The dispute was part of the question-and-answer session of a discussion at the Phyllis P. Marshall Center. Before a crowd of about 200 people, Perlman lent his unique perspective to the conflict.

USF Hillel and Caravan for Democracy, a pro-Israeli organization devoted to providing a forum for discussion about the Jewish state, sponsored Perlman’s visit in an effort to encourage an open dialogue about Israel.

“I truly believe that Palestinians and Israelis will always live together. That is our destiny,” Perlman said. “No number of bullets or even a bomb can destroy the will of a people.”

He acknowledged that Israelis must remember when they deal with Palestine, they are dealing with human beings, and not all of them are terrorists.

“They live in miserable conditions. Don’t let anyone tell you otherwise.”

He reiterated, though, that the first step toward peace and the creation of a Palestinian state “is for Palestinians to stop terrorism.”

“There will be no peace — no peace at all — as long as there is terror,” Perlman said. “Letters, words and promises are worth nothing. What we need to see from both sides is action.”

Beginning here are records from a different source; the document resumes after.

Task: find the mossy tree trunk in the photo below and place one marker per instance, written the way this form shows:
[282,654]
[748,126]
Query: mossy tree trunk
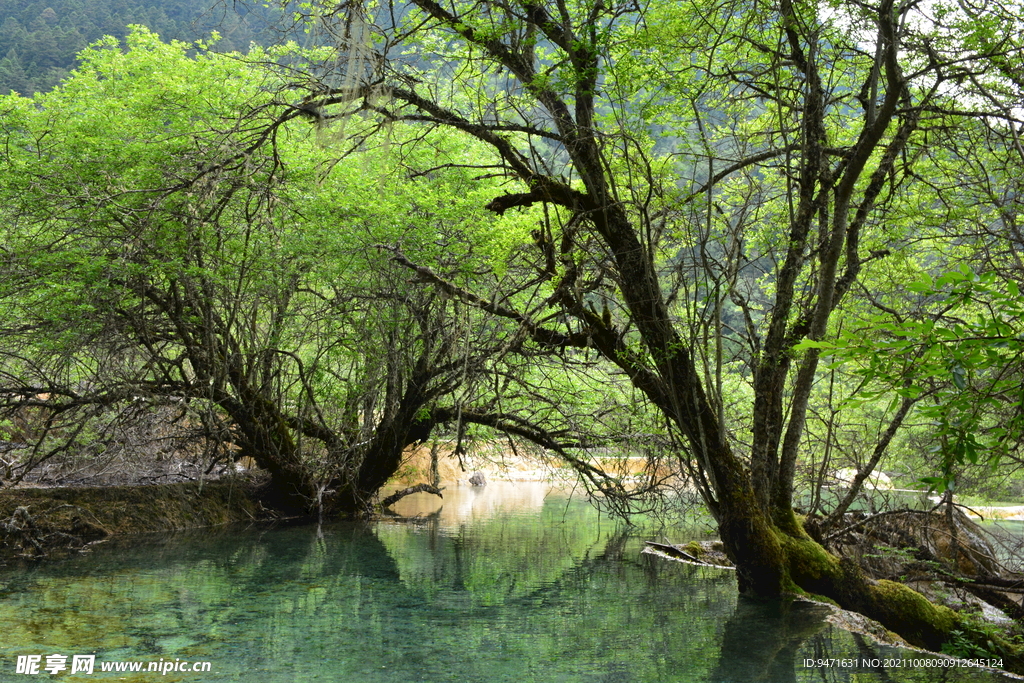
[843,168]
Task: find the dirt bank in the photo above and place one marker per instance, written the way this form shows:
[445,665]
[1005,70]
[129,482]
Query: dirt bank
[38,521]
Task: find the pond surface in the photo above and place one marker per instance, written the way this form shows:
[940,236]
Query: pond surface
[511,583]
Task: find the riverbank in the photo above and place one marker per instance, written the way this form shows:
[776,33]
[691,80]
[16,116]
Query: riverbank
[37,521]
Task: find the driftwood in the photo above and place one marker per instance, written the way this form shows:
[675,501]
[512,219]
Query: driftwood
[420,487]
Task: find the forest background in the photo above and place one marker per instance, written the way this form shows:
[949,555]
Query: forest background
[749,245]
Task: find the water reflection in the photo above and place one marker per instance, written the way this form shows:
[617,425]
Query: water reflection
[524,587]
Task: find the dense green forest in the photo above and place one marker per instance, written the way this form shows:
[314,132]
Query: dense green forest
[40,41]
[748,244]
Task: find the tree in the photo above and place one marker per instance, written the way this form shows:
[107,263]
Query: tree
[796,134]
[162,253]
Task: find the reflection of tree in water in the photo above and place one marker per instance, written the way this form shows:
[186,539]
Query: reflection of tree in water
[762,640]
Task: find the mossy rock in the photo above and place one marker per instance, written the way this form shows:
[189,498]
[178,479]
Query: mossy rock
[35,520]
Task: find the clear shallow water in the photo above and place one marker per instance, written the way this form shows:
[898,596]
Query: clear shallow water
[505,584]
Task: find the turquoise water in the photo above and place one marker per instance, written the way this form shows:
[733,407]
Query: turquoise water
[509,584]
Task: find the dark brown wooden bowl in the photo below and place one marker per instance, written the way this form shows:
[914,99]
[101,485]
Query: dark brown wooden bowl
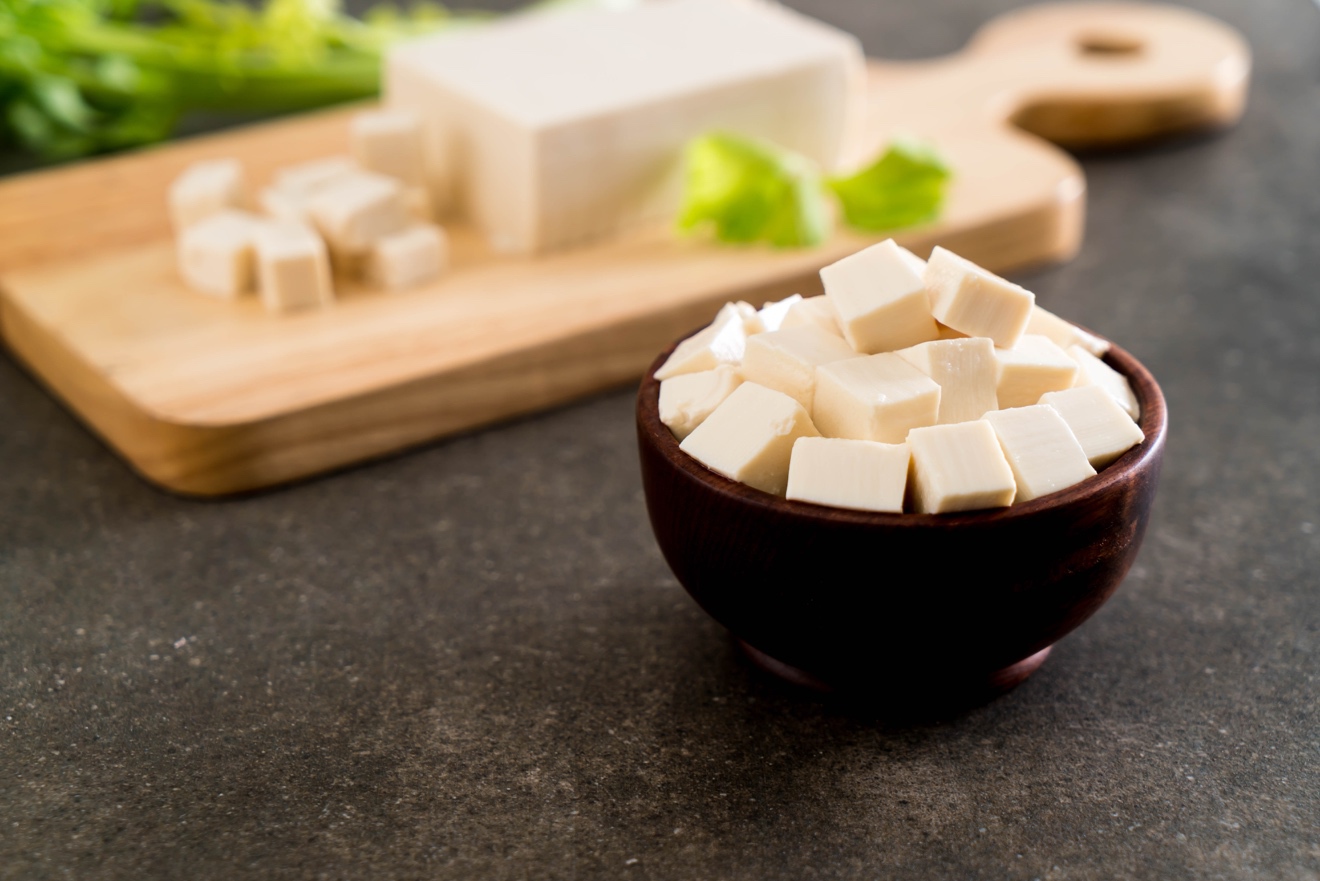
[911,608]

Perlman talked about the Road Map plan, the only agreement to date upon which Palestine, Israel and the United States have all agreed. The plan, he said, has three stages. The first stage calls for Palestine to arrest terrorists, dismantle terrorist organizations, confiscate illegal arms, inform Israel when it has prior knowledge of terror attacks and “end the incitement that is responsible for the next generation of hatred.” The second stage calls for the creation of a Palestinian state, and the third seeks a permanent end to the conflict and agreement on final borders, he added.

Perlman insisted that it is because of their own leaders that Palestinians do not have their own state.

“Their leaders have failed them again and again and again,” he said. “Their failure to uphold promises and refusal to stop terror have thwarted efforts to settle the conflict and move toward two peaceful states,” Perlman explained.